Amerika insgesamt stand weltweit unglaubwürig da. Und daran hatte der US-Geheimdienst mit Schuld. Dabei darf man aber nicht vergessen, dass der CIA-Chef, nach allem was wir wissen, selbst unter großem Druck stand.

Rücktritt demonstriert Verantwortungsbewusstsein

Druck aus dem Pentagon, Duck aus dem Weißen Haus, die gewünschten Informationen zu liefern, mit der ein Krieg gegen Saddams Irak zu rechtfertigen war. Wie die CIA als Regierungsorganisation arbeitet, welchen Pressionen sie ausgesetzt war – das wird sicherlich Gegenstand der Kongressbefragung von Tenets möglichem Nachfolger werden.

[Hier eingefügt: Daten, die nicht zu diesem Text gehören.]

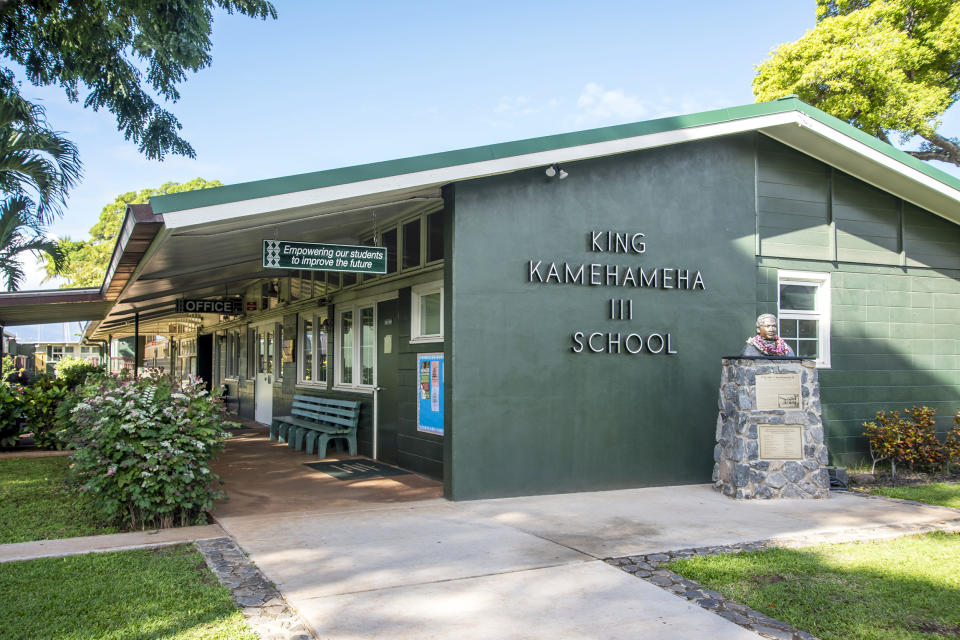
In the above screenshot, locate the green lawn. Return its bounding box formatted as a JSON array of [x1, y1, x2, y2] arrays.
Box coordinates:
[[0, 545, 257, 640], [668, 532, 960, 640], [0, 458, 119, 544], [870, 482, 960, 509]]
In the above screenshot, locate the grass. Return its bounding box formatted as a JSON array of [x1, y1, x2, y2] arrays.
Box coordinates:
[[870, 482, 960, 509], [668, 532, 960, 640], [0, 458, 119, 544], [0, 545, 257, 640]]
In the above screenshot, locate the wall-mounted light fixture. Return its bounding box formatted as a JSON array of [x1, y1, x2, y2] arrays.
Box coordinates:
[[544, 164, 570, 180]]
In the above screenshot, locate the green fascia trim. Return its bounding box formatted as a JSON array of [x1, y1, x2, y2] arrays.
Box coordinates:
[[150, 98, 960, 214]]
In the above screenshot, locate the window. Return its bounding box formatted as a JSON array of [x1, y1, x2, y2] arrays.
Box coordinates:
[[380, 229, 397, 273], [402, 218, 420, 269], [777, 271, 830, 367], [297, 314, 327, 384], [427, 211, 443, 262], [410, 281, 443, 342], [225, 329, 240, 378], [336, 302, 377, 390]]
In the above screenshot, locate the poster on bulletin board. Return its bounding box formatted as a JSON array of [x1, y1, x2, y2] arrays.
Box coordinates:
[[417, 353, 443, 436]]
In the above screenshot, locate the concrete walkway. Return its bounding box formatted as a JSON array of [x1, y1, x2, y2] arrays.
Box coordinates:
[[0, 524, 225, 562], [219, 485, 960, 640]]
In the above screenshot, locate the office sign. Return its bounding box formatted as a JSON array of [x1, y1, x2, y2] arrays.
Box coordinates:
[[263, 240, 387, 274], [177, 298, 243, 316]]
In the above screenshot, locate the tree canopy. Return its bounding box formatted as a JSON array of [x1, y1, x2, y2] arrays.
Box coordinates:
[[46, 178, 223, 288], [0, 0, 277, 160], [753, 0, 960, 166]]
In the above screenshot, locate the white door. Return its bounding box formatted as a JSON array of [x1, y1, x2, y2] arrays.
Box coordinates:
[[254, 324, 276, 424]]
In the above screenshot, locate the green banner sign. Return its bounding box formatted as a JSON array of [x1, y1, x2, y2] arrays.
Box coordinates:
[[263, 240, 387, 273]]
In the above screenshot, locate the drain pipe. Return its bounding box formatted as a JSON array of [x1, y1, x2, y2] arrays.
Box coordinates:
[[373, 387, 383, 460]]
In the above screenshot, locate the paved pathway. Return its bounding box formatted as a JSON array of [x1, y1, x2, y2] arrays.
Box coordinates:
[[0, 524, 225, 562], [219, 485, 960, 640]]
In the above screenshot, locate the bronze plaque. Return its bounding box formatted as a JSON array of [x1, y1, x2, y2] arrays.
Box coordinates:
[[757, 373, 803, 411], [757, 424, 803, 460]]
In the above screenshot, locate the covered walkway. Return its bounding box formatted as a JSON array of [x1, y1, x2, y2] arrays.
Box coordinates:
[[213, 418, 443, 520]]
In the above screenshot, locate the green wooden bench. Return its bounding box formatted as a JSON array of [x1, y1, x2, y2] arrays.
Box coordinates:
[[270, 394, 360, 458]]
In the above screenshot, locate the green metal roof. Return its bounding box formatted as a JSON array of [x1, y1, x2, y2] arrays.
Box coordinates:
[[150, 98, 960, 214]]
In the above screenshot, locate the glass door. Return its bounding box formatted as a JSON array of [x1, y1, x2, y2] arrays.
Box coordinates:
[[253, 323, 276, 424]]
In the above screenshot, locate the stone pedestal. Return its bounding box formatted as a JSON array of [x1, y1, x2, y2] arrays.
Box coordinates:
[[713, 357, 830, 498]]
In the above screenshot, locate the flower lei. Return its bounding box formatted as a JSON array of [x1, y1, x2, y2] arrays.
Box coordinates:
[[747, 334, 787, 356]]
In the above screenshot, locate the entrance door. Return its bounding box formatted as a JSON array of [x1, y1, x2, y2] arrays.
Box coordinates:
[[376, 298, 400, 464], [197, 333, 213, 391], [253, 324, 275, 424]]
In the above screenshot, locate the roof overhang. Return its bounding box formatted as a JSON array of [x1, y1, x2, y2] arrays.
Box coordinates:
[[151, 98, 960, 231], [0, 204, 163, 326], [0, 289, 112, 327]]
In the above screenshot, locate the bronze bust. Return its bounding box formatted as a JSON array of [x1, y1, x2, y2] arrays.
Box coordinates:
[[741, 313, 794, 358]]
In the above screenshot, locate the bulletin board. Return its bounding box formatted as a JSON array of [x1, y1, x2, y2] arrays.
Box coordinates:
[[417, 353, 443, 436]]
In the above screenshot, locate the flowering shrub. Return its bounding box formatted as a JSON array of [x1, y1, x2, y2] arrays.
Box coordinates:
[[65, 373, 230, 529]]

Doch eine allzu kritische Durchleuchtung der Geheimdienste kann Bush vor den Wahlen nicht gebrauchen. Deswegen wird Tenets Nachfolger seine Amtsgeschäfte wohl erst mal nur kommisarisch führen. Ob das den globalen Terrornetzwerken das richtige Signal gibt, erscheint zweifelhaft. Ohne einen funktionierenden Geheimdienst ist der Kampf gegen den Terror nicht zu gewinnen. Tenet aber stand zu sehr in der öffentlichen Kritk, um als Geheimdienstchef noch effektiv arbeiten zu können. Mit seinem Rücktritt hat er zumindest Verantwortungsbewußtsein demonstriert.